1. Ich bin mir nicht sicher, dass man aus gescheiterten Finanzierungen von Investitionsprojekten zwingend auf die Schaffung von Überkapazitäten schließen kann.
Im 19. Jahrhundert gingen zahllose Eisenbahngesellschaften pleite. Die Eisenbahn wurde trotzdem zum Erfolgsmodell, weil es einen langfristigen Bedarf hierfür gab. Die von in Konkurs gegangenen Gesellschaften geschaffenen Schienenstränge wurden häufig von Nachfolgegesellschafen mit Erfolg betrieben. Es war ja nicht so, dass als Ergebnis der Pleiten überall jahrzehntelang unbetriebene Gleisanlagen in der Landschaft vermoderten oder die von den Pleite gegangenen Gesellschaften angeschafften Lokomotiven allesamt verschrottet werden mussten.
Nicht jedes Haus, dessen Finanzierung in der jüngsten Krise scheiterte, wird für immer unbewohnt bleiben. Nach der französischen Krise am Gewerbeimmobilienmarkt in den neunziger Jahren wurden leerstehende Bürogebäude in Wohnungen umgebaut, für die es Nachfrage gab.
Ich bin mir auch nicht sicher, wo vor der jüngsten Krise die gewaltigen Fehlinvestitionen im Bankgewerbe waren.

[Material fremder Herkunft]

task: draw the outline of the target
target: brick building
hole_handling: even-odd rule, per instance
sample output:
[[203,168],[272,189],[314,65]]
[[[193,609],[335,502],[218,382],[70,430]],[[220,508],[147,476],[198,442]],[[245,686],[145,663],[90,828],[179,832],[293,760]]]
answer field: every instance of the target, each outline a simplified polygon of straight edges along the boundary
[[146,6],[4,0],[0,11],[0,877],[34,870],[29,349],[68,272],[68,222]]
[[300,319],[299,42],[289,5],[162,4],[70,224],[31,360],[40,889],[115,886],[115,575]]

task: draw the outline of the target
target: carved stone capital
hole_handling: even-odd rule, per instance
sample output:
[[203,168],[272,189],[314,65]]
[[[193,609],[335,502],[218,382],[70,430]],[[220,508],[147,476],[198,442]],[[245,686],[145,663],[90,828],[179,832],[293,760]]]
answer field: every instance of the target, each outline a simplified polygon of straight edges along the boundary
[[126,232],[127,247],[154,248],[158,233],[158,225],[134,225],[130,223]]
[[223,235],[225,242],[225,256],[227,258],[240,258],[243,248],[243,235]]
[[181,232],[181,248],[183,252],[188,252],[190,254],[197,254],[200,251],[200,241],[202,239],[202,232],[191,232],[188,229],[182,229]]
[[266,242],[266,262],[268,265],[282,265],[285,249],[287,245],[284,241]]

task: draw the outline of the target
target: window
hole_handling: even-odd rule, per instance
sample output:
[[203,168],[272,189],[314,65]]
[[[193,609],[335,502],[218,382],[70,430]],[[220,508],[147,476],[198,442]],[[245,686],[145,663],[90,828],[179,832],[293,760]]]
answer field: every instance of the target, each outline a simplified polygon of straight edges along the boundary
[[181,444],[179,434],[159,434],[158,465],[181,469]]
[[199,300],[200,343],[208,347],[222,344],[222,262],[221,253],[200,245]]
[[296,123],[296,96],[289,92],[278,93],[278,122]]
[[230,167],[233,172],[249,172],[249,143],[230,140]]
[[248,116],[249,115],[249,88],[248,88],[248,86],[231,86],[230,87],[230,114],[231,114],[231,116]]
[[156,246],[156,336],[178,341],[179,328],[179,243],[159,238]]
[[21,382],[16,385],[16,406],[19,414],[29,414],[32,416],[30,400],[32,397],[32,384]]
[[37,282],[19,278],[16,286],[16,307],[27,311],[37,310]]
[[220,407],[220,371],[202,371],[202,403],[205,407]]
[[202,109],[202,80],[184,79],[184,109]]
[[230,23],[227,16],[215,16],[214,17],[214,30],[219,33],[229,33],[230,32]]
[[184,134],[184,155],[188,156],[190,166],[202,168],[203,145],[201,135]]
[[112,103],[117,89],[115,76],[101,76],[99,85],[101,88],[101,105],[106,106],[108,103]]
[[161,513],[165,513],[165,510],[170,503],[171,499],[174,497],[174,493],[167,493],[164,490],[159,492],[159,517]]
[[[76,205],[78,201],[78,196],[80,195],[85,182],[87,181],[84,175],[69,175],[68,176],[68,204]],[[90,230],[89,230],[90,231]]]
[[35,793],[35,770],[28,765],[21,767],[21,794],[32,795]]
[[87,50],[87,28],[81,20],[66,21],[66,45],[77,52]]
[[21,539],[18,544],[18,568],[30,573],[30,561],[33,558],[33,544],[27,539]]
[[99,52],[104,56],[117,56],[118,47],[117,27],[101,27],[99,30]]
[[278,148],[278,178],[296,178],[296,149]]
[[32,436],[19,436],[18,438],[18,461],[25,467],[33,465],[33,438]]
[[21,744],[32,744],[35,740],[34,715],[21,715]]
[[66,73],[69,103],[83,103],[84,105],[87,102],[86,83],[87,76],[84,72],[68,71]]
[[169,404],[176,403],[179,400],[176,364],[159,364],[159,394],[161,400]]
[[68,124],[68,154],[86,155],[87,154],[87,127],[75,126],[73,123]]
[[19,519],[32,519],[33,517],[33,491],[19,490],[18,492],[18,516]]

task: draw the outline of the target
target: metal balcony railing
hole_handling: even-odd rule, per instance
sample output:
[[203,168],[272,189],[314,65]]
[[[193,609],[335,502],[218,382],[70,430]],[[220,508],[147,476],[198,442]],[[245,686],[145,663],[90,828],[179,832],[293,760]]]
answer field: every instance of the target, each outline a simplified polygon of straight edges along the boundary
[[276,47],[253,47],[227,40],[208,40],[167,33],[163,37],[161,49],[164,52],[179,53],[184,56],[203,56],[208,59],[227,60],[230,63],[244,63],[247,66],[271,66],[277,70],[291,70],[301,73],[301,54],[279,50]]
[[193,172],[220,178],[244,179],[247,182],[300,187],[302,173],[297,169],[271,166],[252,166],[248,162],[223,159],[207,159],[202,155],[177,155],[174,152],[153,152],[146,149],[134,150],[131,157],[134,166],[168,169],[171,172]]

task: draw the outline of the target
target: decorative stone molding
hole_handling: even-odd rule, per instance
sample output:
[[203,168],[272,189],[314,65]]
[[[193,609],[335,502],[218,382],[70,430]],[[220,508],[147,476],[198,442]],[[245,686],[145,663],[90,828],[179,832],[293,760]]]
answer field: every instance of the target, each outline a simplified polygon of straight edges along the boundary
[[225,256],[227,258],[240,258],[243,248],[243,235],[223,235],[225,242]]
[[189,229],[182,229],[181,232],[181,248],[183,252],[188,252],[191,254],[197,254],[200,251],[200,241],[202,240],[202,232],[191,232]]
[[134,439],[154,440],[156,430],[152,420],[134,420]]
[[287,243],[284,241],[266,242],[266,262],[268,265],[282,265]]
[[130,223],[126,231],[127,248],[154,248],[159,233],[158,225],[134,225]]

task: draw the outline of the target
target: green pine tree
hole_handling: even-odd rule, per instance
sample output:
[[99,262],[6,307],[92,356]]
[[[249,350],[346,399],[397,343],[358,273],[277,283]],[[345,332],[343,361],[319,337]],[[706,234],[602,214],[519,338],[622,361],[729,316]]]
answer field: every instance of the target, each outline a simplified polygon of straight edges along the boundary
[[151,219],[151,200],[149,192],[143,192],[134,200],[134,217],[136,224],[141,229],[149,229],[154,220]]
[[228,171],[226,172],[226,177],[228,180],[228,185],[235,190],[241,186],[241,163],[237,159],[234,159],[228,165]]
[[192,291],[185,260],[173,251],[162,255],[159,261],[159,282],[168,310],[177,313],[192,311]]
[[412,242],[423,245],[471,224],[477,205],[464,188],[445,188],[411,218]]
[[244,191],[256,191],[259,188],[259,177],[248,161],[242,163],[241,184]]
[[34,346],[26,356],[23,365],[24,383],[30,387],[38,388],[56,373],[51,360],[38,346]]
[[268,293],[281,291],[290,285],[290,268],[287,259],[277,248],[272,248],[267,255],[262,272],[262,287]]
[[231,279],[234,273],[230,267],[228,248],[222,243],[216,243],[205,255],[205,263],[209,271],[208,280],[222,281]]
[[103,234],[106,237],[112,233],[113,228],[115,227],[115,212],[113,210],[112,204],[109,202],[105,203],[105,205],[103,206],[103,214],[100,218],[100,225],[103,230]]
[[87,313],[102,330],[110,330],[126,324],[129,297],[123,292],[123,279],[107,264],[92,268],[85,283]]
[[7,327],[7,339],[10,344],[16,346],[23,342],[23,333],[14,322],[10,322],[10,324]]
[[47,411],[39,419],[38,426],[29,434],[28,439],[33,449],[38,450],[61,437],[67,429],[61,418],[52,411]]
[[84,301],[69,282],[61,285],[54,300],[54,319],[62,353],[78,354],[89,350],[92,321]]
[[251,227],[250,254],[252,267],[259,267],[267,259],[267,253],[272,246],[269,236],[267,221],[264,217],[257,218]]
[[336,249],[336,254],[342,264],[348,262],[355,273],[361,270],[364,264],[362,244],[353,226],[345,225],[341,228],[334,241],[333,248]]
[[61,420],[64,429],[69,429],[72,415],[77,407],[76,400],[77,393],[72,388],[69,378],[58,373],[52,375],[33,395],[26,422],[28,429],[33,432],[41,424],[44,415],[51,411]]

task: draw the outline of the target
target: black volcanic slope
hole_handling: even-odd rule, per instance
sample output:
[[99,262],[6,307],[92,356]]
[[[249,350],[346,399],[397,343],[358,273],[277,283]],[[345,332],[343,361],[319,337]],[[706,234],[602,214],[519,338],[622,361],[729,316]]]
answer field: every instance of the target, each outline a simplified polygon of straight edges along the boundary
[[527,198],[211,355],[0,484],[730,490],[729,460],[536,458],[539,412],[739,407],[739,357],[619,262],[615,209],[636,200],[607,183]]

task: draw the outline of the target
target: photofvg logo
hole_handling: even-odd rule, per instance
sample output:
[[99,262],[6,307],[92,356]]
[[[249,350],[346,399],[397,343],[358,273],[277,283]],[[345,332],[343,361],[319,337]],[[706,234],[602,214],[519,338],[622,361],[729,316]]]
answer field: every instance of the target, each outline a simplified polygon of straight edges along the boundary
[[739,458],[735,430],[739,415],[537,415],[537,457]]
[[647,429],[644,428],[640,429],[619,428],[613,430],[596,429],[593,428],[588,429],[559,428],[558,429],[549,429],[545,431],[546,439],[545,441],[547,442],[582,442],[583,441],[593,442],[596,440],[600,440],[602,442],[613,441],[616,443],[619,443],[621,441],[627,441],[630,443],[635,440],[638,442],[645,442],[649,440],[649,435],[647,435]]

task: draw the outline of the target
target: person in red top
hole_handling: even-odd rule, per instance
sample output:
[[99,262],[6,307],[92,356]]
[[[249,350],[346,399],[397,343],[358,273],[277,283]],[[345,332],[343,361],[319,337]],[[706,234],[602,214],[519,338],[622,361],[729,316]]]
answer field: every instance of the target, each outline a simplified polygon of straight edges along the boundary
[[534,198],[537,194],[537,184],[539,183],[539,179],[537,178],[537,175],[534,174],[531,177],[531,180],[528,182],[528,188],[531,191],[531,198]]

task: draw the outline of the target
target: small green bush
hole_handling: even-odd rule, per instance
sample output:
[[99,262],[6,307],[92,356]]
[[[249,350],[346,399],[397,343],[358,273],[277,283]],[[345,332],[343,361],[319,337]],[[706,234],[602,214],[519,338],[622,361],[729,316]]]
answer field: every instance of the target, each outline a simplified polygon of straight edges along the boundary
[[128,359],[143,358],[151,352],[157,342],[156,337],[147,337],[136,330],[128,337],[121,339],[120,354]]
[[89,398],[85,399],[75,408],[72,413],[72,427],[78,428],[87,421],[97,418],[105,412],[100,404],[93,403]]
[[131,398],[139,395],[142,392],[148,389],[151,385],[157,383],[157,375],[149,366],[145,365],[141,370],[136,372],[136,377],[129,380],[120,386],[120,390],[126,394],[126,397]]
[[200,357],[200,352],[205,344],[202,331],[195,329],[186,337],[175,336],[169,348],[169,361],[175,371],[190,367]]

Die wichtigsten Sachinvestitionen der Banken waren in der IT: Die wird aber jetzt nicht verschrottet, sondern ist für vielerlei Geschäftszwecke verwendbar. Mag auch der Handel mit CDOs nicht mehr brummen, so brummt der Handel in anderen Bereichen, wie die gewaltigen Handelsgewinne der Investmentbanken belegen. Lehman Brothers ist untergegangen, aber das Amerikageschäft wurde von Barclays übernommen und anderes Geschäft von Nomura, die vorhandenes Sach- und Humankapital nutzen. Barclays hat für das Lehman-Geschäft weniger gezahlt als den Wert des Büroturms in Manhattan. Deswegen ist das, was sie übernommen haben, nicht automatisch kaum etwas wert.
Die Überkapazitäten im Automobilbau sind kein Ergebnis der vergangenen Jahre, sondern seit Jahrzehnten bekannt. Es sind in Europa in den vergangenen Jahren auch kaum mehr neue Werke gebaut worden.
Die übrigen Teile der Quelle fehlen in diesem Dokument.